Pope: on Christmas Eve, let us think of suffering children, and of Bethlehem without peace
Vatican City (AsiaNews) - Peace in the Holy Land and children who suffer from violence, lack of love, and the exploitation of adults: on the night when God did not only "look down," but became a child, "made himself dependent and weak, in need of our love," Benedict XVI dedicated to them his reflections at the Mass for Christmas Eve.
"In every child," he said during the Mass celebrated in St. Peter's basilica, "we see something of the Child of Bethlehem. Every child asks for our love. This night, then, let us think especially of those children who are denied the love of their parents. Let us think of those street children who do not have the blessing of a family home, of those children who are brutally exploited as soldiers and made instruments of violence, instead of messengers of reconciliation and peace. Let us think of those children who are victims of the industry of pornography and every other appalling form of abuse, and thus are traumatized in the depths of their soul. The Child of Bethlehem summons us once again to do everything in our power to put an end to the suffering of these children; to do everything possible to make the light of Bethlehem touch the heart of every man and woman.
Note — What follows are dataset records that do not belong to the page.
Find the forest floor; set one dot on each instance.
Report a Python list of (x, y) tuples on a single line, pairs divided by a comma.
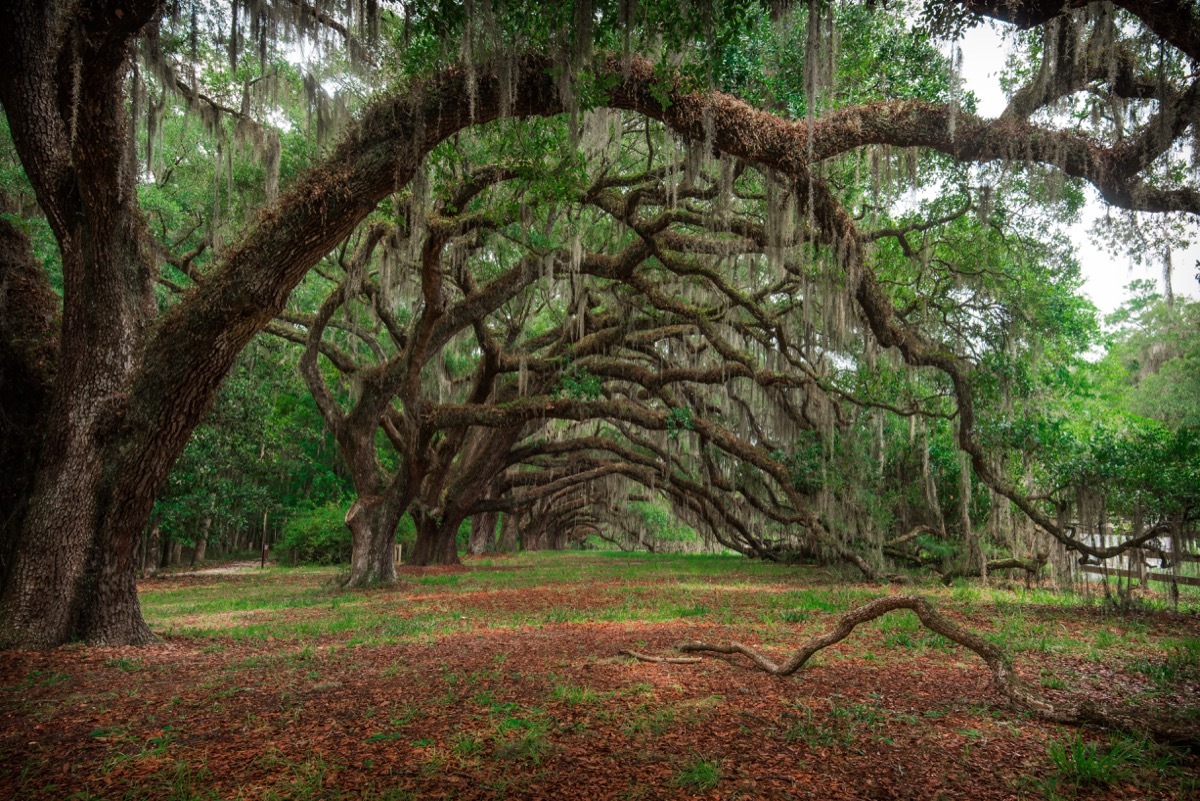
[(504, 679)]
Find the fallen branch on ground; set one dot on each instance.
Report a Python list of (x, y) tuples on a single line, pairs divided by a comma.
[(1003, 679), (665, 660)]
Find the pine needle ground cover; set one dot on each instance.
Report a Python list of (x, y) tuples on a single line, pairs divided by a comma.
[(504, 679)]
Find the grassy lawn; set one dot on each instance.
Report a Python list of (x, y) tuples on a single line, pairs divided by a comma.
[(503, 679)]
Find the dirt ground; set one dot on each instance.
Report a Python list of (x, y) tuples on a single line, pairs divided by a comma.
[(519, 691)]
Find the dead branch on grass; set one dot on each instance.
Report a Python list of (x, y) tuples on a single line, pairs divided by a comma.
[(1003, 679), (663, 660)]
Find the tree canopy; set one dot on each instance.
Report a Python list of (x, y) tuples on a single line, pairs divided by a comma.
[(754, 273)]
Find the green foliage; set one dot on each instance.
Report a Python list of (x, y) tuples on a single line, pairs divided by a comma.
[(577, 383), (699, 776), (318, 535), (678, 421)]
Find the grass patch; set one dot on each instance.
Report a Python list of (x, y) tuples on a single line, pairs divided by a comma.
[(699, 775)]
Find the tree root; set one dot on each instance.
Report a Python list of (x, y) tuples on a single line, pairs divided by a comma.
[(1003, 679), (664, 660)]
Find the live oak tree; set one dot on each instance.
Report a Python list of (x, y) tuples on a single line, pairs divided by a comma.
[(124, 386)]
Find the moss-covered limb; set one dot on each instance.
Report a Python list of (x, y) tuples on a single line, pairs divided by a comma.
[(1005, 680)]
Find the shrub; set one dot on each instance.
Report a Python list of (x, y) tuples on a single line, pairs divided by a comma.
[(318, 535)]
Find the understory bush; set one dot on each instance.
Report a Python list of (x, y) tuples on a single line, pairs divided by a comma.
[(318, 535)]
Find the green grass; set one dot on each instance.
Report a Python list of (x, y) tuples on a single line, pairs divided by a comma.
[(699, 775)]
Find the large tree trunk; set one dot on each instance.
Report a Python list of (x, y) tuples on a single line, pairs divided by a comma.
[(483, 534), (372, 524), (29, 325), (509, 534), (436, 541)]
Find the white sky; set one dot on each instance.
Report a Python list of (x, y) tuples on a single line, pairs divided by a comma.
[(1107, 273)]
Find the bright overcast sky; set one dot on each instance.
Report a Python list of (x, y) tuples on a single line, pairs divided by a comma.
[(1107, 275)]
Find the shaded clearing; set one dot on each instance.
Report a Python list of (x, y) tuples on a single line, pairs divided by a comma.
[(490, 682)]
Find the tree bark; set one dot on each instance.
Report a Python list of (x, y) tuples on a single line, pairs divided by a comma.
[(436, 541), (509, 534), (483, 534), (372, 523)]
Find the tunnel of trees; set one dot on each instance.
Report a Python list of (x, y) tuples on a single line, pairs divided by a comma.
[(753, 276)]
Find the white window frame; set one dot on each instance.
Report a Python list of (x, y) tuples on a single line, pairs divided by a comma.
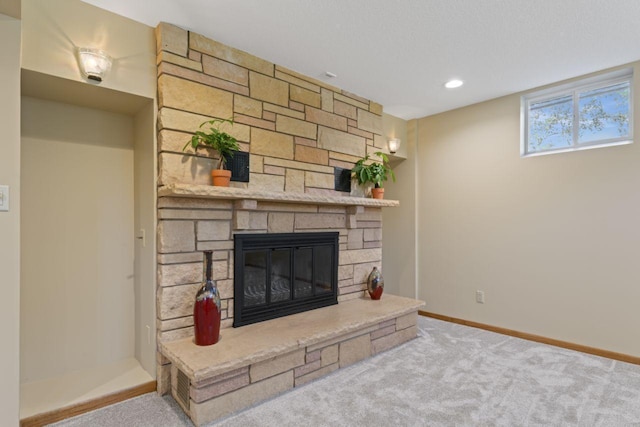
[(574, 89)]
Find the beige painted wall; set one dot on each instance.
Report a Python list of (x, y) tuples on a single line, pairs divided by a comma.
[(399, 228), (77, 241), (10, 221), (551, 240), (52, 29)]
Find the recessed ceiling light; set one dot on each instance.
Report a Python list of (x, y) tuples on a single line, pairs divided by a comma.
[(452, 84)]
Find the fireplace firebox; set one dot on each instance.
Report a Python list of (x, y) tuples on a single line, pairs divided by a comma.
[(279, 274)]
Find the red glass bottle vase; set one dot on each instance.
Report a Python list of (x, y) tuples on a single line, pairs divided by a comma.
[(375, 284), (206, 311)]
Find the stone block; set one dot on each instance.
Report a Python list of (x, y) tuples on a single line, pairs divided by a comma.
[(393, 340), (169, 118), (362, 133), (407, 321), (225, 70), (303, 78), (348, 100), (361, 271), (359, 256), (382, 332), (274, 170), (268, 89), (247, 106), (312, 356), (179, 60), (345, 109), (179, 274), (302, 380), (167, 68), (193, 214), (245, 205), (329, 355), (372, 234), (311, 155), (264, 182), (255, 122), (235, 56), (341, 142), (296, 81), (280, 222), (327, 100), (369, 122), (319, 221), (283, 111), (204, 412), (296, 127), (305, 96), (219, 388), (215, 245), (375, 108), (268, 368), (305, 369), (176, 301), (325, 118), (355, 239), (194, 97), (319, 180), (163, 378), (354, 350), (291, 164), (256, 163), (345, 272), (176, 236), (172, 39), (273, 144)]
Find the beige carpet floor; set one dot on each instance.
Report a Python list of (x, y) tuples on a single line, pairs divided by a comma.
[(451, 375)]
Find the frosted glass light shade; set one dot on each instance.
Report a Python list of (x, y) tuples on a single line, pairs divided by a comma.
[(94, 63), (394, 144)]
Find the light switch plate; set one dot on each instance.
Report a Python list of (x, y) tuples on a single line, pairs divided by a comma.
[(4, 198)]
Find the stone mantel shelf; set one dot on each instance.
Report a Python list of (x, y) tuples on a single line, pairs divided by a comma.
[(233, 193)]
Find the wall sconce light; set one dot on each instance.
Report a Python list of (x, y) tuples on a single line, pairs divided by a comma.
[(94, 63), (394, 144)]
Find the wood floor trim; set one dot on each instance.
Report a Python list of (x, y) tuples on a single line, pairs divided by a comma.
[(537, 338), (90, 405)]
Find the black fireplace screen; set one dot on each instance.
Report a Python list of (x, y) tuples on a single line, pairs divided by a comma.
[(285, 273)]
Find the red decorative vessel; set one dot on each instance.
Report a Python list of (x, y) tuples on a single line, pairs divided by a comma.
[(207, 311), (375, 284)]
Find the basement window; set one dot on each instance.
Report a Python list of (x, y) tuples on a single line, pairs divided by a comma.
[(589, 113)]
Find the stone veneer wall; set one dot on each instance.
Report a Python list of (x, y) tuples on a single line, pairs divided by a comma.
[(296, 129)]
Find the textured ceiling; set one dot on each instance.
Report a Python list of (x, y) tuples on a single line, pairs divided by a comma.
[(400, 52)]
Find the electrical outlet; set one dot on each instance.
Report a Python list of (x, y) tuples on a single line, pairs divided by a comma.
[(4, 198)]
Only through the conversion of hearts, only through a change in the depths of our hearts can the cause of all this evil be overcome, only thus can the power of the evil one be defeated. Only if people change will the world change; and in order to change, people need the light that comes from God, the light which so unexpectedly entered into our night."
"And speaking of the Child of Bethlehem," he continued, "let us think also of the place named Bethlehem, of the land in which Jesus lived, and which he loved so deeply. And let us pray that peace will be established there, that hatred and violence will cease. Let us pray for mutual understanding, that hearts will be opened, so that borders can be opened. Let us pray that peace will descend there, the peace of which the angels sang that night."
This, he had said moments earlier, is the night in which God "stoops down -he himself comes down as a child to the lowly stable, the symbol of all humanity’s neediness and forsakenness. God truly comes down. He becomes a child and puts himself in the state of complete dependence typical of a newborn child. The Creator who holds all things in his hands, on whom we all depend, makes himself small and in need of human love. God is in the stable."
Around him are the shepherds who, as Luke recounts, are "keeping watch." "This phrase reminds us of a central theme of Jesus’s message, which insistently bids us to keep watch, even to the Agony in the Garden - the command to stay awake, to recognize the Lord’s coming, and to be prepared. Here too the expression seems to imply more than simply being physically awake during the night hour. The shepherds were truly 'watchful' people, with a lively sense of God and of his closeness. They were waiting for God, and were not resigned to his apparent remoteness from their everyday lives. To a watchful heart, the news of great joy can be proclaimed: for you this night the Saviour is born. Only a watchful heart is able to believe the message. Only a watchful heart can instil the courage to set out to find God in the form of a baby in a stable. Let us ask the Lord to help us, too, to become a 'watchful' people."